I try reading a worthy book on moral philosophy in the context of climate change but my eyes soon become tired and I drop off to sleep. I try listening to sacred music. Then, reflecting on the advice the retreat director has given, opening my eyes to St Benedict in a way I haven’t experienced before, I think about developing up a Rule of Life. In the ‘groves of academe’ I had felt an antipathy toward St Benedict, as a result of a too selective choice of literature, preferring the ecological spirituality of St Francis, a rich vein to be plundered for my dissertation. Oh for shame! Now St Benedict is appealing for more sympathetic attention and, remembering what I have just heard about balance and not getting too ‘prissy’ in the silent retreat, I take my binoculars and decide to go birdwatching.

Birdwatching in July! When the birds are silent, the parent birds exhausted and skulking, the fledglings moulting. Madness! I decide instead to go the usual path up to the viewpoint. As I set off I quickly discover obstacles in my path.

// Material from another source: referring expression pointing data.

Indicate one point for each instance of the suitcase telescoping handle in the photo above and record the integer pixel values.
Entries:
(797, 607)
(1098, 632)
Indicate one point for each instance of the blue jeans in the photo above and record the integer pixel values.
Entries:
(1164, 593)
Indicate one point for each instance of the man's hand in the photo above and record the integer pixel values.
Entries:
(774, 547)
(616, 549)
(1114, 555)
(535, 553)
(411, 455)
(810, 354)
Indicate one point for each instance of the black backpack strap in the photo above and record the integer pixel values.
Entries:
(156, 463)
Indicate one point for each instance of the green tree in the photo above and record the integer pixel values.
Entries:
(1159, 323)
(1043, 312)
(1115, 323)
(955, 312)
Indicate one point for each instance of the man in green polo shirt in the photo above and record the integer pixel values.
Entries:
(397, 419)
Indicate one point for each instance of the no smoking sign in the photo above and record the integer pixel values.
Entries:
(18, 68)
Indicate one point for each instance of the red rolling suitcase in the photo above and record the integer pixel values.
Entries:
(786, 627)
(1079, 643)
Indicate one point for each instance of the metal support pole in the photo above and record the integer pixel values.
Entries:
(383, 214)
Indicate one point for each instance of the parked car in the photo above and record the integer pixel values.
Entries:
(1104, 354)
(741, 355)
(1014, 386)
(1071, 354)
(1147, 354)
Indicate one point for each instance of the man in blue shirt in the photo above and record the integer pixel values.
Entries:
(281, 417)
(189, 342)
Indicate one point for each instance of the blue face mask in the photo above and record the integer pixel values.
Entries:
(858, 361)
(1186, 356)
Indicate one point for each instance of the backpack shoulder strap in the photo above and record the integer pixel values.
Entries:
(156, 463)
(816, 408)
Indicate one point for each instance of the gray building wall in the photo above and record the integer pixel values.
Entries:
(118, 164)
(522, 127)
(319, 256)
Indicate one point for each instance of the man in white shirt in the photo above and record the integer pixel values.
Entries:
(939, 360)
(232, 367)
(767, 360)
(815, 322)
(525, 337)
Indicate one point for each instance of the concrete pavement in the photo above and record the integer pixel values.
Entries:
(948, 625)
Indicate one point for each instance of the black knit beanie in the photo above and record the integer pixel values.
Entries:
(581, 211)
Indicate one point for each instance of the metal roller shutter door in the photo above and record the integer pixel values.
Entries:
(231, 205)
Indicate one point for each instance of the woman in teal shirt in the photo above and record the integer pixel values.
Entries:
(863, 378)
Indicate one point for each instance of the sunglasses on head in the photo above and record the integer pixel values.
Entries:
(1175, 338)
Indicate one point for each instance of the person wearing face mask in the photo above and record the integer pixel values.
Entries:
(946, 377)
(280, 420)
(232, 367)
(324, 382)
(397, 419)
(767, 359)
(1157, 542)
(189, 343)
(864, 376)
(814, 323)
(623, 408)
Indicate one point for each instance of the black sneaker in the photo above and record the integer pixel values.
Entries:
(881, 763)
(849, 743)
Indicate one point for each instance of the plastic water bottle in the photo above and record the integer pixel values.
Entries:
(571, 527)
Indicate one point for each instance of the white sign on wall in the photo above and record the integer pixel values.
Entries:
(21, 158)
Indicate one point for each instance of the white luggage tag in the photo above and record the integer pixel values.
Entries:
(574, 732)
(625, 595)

Climbing over another dead tree, victim of a recent gale, I find this woodland labyrinth increasingly troublesome and turn back. Just as I am about abandon the project, a faint route signposts a tangential opportunity for quiet reflection. A small mound of smoothed rocks, moss and grass. I sit here and wait for God to reveal herself in her Creation. Like John Muir, nature is often my cathedral.

The usual woodland birds seem reassured that my presence is not a threat. Blackbirds, wood-pigeon, robin, wren, a family of blue tits, and then treecreeper, woodpecker and, circling above, the mewing of a buzzard, probably a juvenile. The dappled shade is infused with a deep sense of peace.

A wind from no place rises. Warm, sensuous, calming. And like Annie Dillard I feel the bonds of my existence fall away. A sense of the real exalts me. Invisible, yet very present. Caught in this precious moment of time, the bonds of unpleasant memories become gossamer threads and I brush them away. But then…a disturbance…I catch the glimpse of an approaching figure. The reverie ends. I am unsettled by I a new sense of purpose. I get to my feet. Something has changed. I have changed. The leaves beneath my feet sound like shibboleths being shredded and I return to the monastery by a different path.

Coming up the stairs I meet our retreat director, and ask if we can discuss how I to go about finding a spiritual director. A spiritual director!! The one thing that in all my meetings with my training ‘minders’ I had resisted doing anything about. We arrange to meet in half an hour. I eat my buttered currant loaf, drink a mug of tea. Ready for a new journey. A new path. Three months later I am now on the train home from Auld Reekie. I’ve got a soul friend and we have agreed to meet again.